Kirkus Reviews QR Code
THIS IS HOW by M.J. Hyland

THIS IS HOW

by M.J. Hyland

Pub Date: Aug. 1st, 2009
ISBN: 978-0-8021-7062-0
Publisher: Black Cat/Grove

Solitary young man descends into a prison of his own making in this bleak tale from Booker-nominated Hyland (Carry Me Down, 2006, etc.).

Protagonist and narrator Patrick Oxtoby, 23, is a failed university student who has recently been dumped by his fiancée Sarah and subsequently moved to a lonely seacoast village. Only partially registering the life around him, Patrick finds lodgings at a young widow’s boarding house and parlays his almost instinctive mechanical skills into a job at an auto-body shop. But he never frees himself from inchoate memories of a troubled childhood and some unspecified emotional trauma suffered as a teenager. He finds little solace in promised intimacy with an attractive waitress and keeps his distance from the abrasive camaraderie of fellow male boarders. Then, without ever quite knowing why, Patrick commits a brutally violent act; he is immediately apprehended and imprisoned pending trial. The novel’s second half details his withdrawal from (predictable) threats lurking in his new environment, as Patrick tries and fails to make his stunned parents, a compassionate doctor and the sexual predators around every corner in jail understand him better than he understands himself.

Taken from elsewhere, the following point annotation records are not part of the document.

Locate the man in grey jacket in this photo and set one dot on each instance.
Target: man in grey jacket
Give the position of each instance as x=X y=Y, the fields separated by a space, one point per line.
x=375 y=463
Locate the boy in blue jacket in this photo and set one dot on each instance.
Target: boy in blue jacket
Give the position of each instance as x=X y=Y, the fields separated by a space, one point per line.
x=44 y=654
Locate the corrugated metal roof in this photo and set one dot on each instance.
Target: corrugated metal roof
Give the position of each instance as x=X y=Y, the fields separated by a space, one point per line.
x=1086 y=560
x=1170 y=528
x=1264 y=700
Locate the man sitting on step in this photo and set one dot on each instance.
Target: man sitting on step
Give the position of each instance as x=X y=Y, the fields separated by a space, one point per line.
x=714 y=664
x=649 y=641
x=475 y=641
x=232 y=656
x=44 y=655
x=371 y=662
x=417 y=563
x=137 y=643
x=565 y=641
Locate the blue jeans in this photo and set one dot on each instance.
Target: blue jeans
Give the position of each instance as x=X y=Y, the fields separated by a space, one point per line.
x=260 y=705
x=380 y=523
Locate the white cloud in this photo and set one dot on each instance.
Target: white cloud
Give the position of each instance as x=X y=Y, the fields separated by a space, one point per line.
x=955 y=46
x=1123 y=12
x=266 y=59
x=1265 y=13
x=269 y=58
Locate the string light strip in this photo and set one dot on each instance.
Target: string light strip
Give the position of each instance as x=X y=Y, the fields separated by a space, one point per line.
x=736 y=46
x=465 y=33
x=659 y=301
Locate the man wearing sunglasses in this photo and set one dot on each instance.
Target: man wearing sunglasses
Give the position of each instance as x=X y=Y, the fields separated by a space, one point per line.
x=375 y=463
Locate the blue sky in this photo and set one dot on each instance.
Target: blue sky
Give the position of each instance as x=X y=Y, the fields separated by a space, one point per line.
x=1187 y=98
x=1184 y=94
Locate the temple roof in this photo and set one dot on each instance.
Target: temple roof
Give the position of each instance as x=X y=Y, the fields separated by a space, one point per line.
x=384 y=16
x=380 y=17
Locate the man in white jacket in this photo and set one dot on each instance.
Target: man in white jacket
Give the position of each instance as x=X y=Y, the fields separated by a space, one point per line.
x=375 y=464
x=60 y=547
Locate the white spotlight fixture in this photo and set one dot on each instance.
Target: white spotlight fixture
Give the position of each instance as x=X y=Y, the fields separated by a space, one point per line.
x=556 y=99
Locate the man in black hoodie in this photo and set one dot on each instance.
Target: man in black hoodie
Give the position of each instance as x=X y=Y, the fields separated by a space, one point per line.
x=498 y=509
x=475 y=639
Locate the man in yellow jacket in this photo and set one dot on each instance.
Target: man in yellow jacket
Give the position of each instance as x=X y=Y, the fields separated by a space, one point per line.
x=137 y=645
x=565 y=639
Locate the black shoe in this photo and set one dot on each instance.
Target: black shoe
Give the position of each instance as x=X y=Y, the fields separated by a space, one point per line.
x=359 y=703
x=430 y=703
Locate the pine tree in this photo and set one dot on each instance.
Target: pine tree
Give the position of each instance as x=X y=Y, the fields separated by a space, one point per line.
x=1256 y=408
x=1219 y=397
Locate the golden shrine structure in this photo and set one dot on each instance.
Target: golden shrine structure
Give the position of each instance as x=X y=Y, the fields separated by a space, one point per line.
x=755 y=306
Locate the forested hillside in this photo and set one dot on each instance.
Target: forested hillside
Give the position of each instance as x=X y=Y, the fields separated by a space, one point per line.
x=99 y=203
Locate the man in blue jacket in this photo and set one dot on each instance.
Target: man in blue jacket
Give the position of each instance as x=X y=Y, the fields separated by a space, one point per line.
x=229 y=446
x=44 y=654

Hyland brilliantly creates and sustains a mood of unrelieved bafflement and tension. But she neglects to make Patrick sympathetic, or even credible. The idea of an unexplained, perhaps inexplicable crime recalls The Stranger, but this redundant and slow-moving tale lacks its predecessor’s introspective richness. Two wonderful segments—Patrick’s plaintive letter begging his parents to visit, and an unexpected meeting with the elderly couple whose lives he has ruined—amount, alas, to too little too late.